Precinct 3 County Commission James Noack.

Conroe, July 9 – Despite the enormous and tragic losses of Montgomery County citizens during Tropical Storm Harvey and the San Jacinto River Authority’s decision to flood thousands of homes downstream rather than managing water levels in Lake Conroe on August 31, 2017, and thereafter, Montgomery County will only receive a tiny portion of the federal government’s Community Development Block Grant (CDBG) Disaster Recovery (DR) funds. Precinct 3 County Commissioner James Noack is  fighting back and demanding return of a larger share of the federal dollars that Montgomery County taxpayers have so dutifully paid in taxes to the federal government.

Under the federal Department of Housing and Urban Development’s CDBG program, regulations require that not less than 70 percent of CDBG funds must go for activities that benefit low- and moderate – income persons, meaning than those funds may only go towards areas where at least 51% of households have incomes at or below 80% of the area median income (AMI). In Montgomery County, the AMI is $72,506, according to the United States Census Bureau, Small Income & Poverty Estimates Office.

Those restrictive regulations for block grants have meant that, while Harris County and Houston will receive $2.3 billion in Harvey CDBG flood allocations, HUD only plans to disburse $24.1 million in DR funds to all of Montgomery County. The Houston-Galveston Area Council, a regional group that is really part of the federal bureaucracy, set the precise allocations of the funds.

More than five thousand homes suffered damage during the Harvey storm in Montgomery County.

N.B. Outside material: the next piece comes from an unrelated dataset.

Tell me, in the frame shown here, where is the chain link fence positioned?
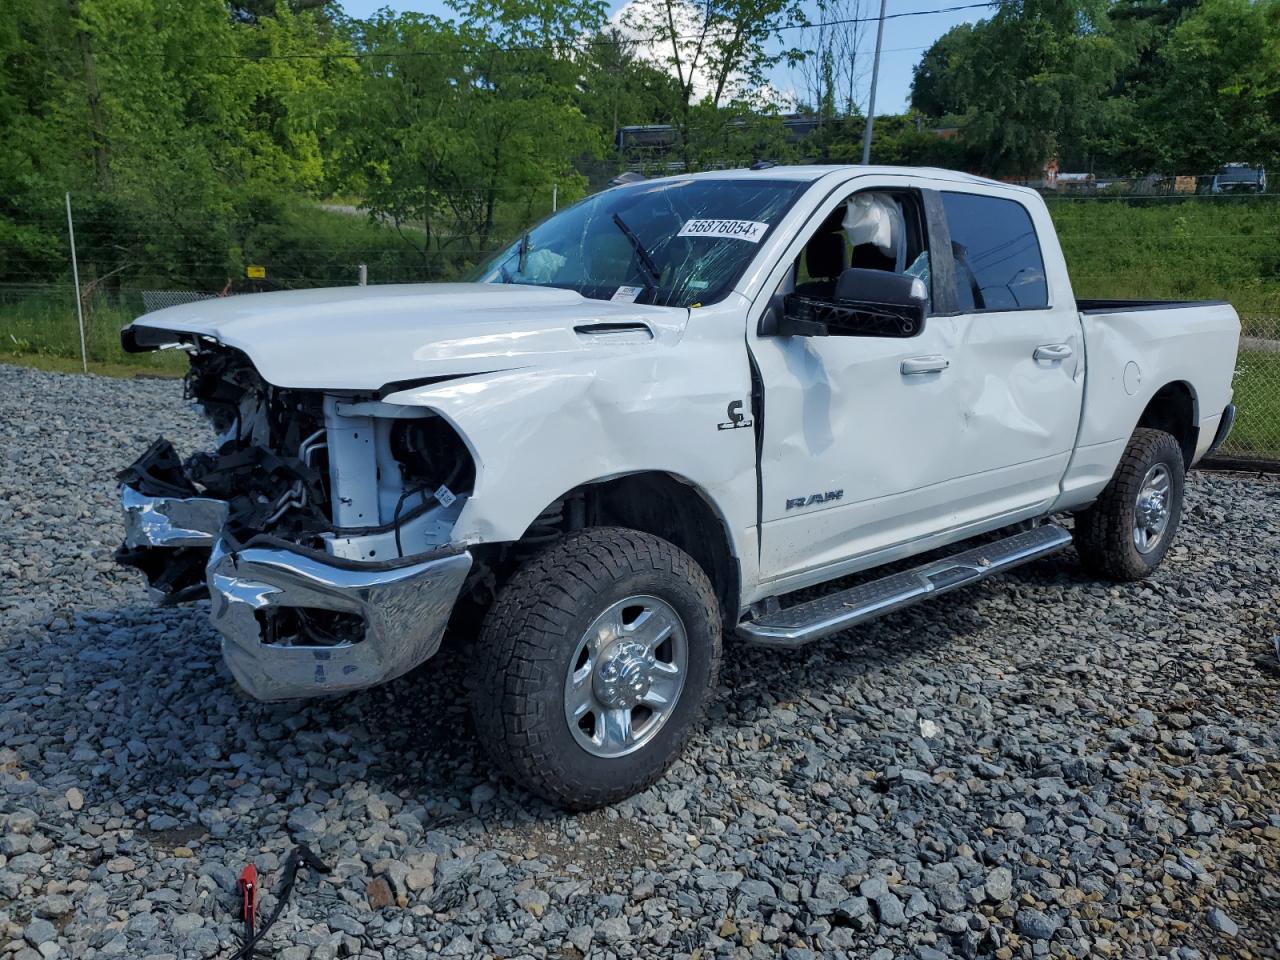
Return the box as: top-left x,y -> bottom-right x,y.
1,192 -> 1277,466
1221,315 -> 1280,465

Of those homes, approximately nine hundred are eligible for buyouts from the 2016 (Tax Day and Memorial Day) storms as well as for the 2017 Harvey storm.

In his proposed resolution, Noack argues, “…the method of distribution requiring certain funds to be spent on infrastructure improvements or buyouts has greatly limited Montgomery County’s ability to use these dollars for much-needed buyouts…floodwaters do not distinguish between demographic or economic areas; or recognize jurisdictional lines.”

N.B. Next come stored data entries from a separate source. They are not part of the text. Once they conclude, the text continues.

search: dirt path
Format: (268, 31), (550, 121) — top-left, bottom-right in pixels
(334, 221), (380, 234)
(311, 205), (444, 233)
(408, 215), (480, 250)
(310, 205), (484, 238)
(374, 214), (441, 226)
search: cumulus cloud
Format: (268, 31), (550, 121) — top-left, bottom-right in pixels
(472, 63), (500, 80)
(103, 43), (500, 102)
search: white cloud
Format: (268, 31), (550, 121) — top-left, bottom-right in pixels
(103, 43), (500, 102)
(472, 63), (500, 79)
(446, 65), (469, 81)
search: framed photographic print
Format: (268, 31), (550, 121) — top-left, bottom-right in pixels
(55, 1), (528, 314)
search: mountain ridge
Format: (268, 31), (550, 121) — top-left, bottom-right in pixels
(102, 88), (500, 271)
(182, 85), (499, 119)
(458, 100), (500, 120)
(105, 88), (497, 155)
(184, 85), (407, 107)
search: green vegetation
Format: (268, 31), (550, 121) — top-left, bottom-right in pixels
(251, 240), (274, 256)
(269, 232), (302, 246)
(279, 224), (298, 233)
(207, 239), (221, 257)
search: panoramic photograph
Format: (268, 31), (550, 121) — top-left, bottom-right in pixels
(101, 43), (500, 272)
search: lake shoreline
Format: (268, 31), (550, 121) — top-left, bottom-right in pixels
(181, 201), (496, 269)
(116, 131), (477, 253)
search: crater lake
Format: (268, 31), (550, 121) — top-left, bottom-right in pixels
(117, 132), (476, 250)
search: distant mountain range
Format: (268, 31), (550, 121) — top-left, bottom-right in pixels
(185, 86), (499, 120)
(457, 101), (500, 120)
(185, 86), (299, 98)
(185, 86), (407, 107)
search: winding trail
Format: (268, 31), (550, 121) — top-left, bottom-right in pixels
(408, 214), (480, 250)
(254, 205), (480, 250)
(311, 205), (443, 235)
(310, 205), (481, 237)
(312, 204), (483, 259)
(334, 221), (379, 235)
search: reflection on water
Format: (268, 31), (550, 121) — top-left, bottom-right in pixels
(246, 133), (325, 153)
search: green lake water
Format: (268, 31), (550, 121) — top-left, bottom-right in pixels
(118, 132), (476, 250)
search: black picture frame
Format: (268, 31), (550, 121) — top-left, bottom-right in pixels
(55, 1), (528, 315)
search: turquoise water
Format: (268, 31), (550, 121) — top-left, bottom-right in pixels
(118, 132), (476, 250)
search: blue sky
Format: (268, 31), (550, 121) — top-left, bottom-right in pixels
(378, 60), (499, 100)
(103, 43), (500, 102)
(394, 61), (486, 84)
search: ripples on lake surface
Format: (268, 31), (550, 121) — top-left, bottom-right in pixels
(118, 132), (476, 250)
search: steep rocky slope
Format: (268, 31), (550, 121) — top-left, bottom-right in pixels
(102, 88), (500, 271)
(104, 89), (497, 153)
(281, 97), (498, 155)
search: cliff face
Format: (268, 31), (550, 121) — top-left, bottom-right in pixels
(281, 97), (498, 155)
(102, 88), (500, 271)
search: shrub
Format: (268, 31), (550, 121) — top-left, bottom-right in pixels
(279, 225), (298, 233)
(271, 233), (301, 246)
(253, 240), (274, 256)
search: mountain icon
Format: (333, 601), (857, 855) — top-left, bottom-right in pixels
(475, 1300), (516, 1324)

Noack further states in his resolution, “Texas’ county and city leaders can best identify infrastructure and buyout initiatives that serve the most critical needs of residents and communities with respect to homes, roads and drainage…all individuals affected by Hurricane Harvey’s devastation deserve relief, and local entities should have the means to provide it to them.”

While government is not the means to give relief to individuals, as private charitable organizations would do so far more efficiently – a phenomenon that the Montgomery County community witnessed first-hand during the Harvey storm – Noack seems generally correct in the sense that money that Montgomery County taxpayers paid to the federal government ought to come back to this community in a time of enormous need.

Noack has called for the County government to include three points in a resolution regarding the DR funds:

  • “NOW, THEREFORE, BE IT RESOLVED BY THE MONTGOMERY COUNTY COMMISSIONERS COURT: Montgomery County will seek waivers from the mandated LMI thresholds and infrastructure/buyout allotments in order to spend necessary amounts of these disaster recovery funds on home buyouts and infrastructure projects in the most affected areas.”
  • “NOW, THEREFORE, BE IT FURTHER RESOLVED BY THE MONTGOMERY COUNTY COMMISSIONERS COURT: Montgomery County calls on state and federal leaders and agencies, including the Houston-Galveston Area Council, Texas General Land Office as well as state legislators and U.S. congressmen to seek exceptions to these guidelines and enable any local governmental entity the abilityto determine the best use of these funds in the Hurricane Harvey recovery effort.”
  • “NOW, THEREFORE, BE IT FURTHER RESOLVED BY THE MONTGOMERY COUNTY COMMISSIONERS COURT: In addition to temporary waivers/exceptions sought, Montgomery County suggests that, in the future, CDBG-DR funds be completely separate and rebranded to accommodate disaster-specific issues – with no strings attached to an agency directly tied to helping low-income residents.”